Concentrations of IL-1β, IL-6, IL-7, IL-8, IL-10, IL-13, interferon-γ, MCP-1 and tumour necrosis factor-α were significantly higher in septic shock patients than in those with severe sepsis. Cytokine concentrations were associated with severity and evolution of organ dysfunction. With regard to the severity of organ dysfunction on day 1, IL-8 and MCP-1 exhibited the best correlation with Sequential Organ Failure Assessment score. In addition, IL-6, IL-8 and G-CSF concentrations during the first 24 hours were predictive of worsening organ dysfunction or failure of organ dysfunction to improve on day three.
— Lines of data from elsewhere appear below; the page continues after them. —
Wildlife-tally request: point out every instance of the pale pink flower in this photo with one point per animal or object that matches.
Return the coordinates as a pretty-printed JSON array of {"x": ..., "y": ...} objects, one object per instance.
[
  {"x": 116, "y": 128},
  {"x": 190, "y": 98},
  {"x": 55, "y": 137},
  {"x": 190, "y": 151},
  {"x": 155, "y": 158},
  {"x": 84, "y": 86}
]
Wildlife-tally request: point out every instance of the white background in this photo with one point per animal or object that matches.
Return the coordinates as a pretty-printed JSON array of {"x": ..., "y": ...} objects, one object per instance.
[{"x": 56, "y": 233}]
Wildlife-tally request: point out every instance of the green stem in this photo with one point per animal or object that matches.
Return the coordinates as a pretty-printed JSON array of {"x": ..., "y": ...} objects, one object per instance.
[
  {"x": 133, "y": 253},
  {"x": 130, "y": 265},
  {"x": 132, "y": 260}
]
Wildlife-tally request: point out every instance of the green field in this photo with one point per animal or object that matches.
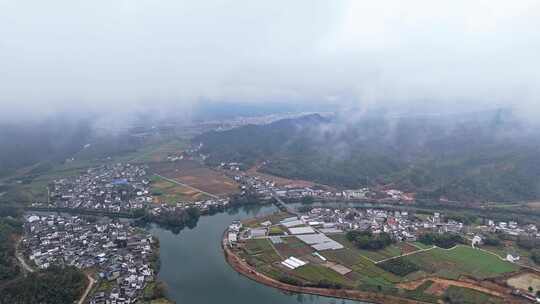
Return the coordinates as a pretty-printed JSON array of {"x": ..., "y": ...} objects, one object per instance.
[
  {"x": 461, "y": 260},
  {"x": 455, "y": 294},
  {"x": 375, "y": 255},
  {"x": 261, "y": 252},
  {"x": 168, "y": 192},
  {"x": 316, "y": 273}
]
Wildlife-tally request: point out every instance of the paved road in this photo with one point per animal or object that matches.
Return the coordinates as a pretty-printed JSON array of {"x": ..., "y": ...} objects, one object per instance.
[
  {"x": 281, "y": 205},
  {"x": 19, "y": 256},
  {"x": 187, "y": 186},
  {"x": 91, "y": 283}
]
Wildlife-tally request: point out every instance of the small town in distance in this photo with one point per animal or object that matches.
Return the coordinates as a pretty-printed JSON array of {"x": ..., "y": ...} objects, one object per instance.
[{"x": 312, "y": 245}]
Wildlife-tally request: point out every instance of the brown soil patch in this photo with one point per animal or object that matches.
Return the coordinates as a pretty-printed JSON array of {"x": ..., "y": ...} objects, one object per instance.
[
  {"x": 524, "y": 281},
  {"x": 437, "y": 288},
  {"x": 407, "y": 248}
]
In terms of predicting mortality, the cytokines IL-1β, IL-4, IL-6, IL-8, MCP-1 and G-CSF had good accuracy for predicting early mortality (< 48 hours), and IL-8 and MCP-1 had the best accuracy for predicting mortality at 28 days. In multivariate analysis, only MCP-1 was independently associated with prognosis.

Conclusion

In this exploratory analysis we demonstrated that use of a multiple cytokine assay platform allowed identification of distinct cytokine profiles associated with sepsis severity, evolution of organ failure and death.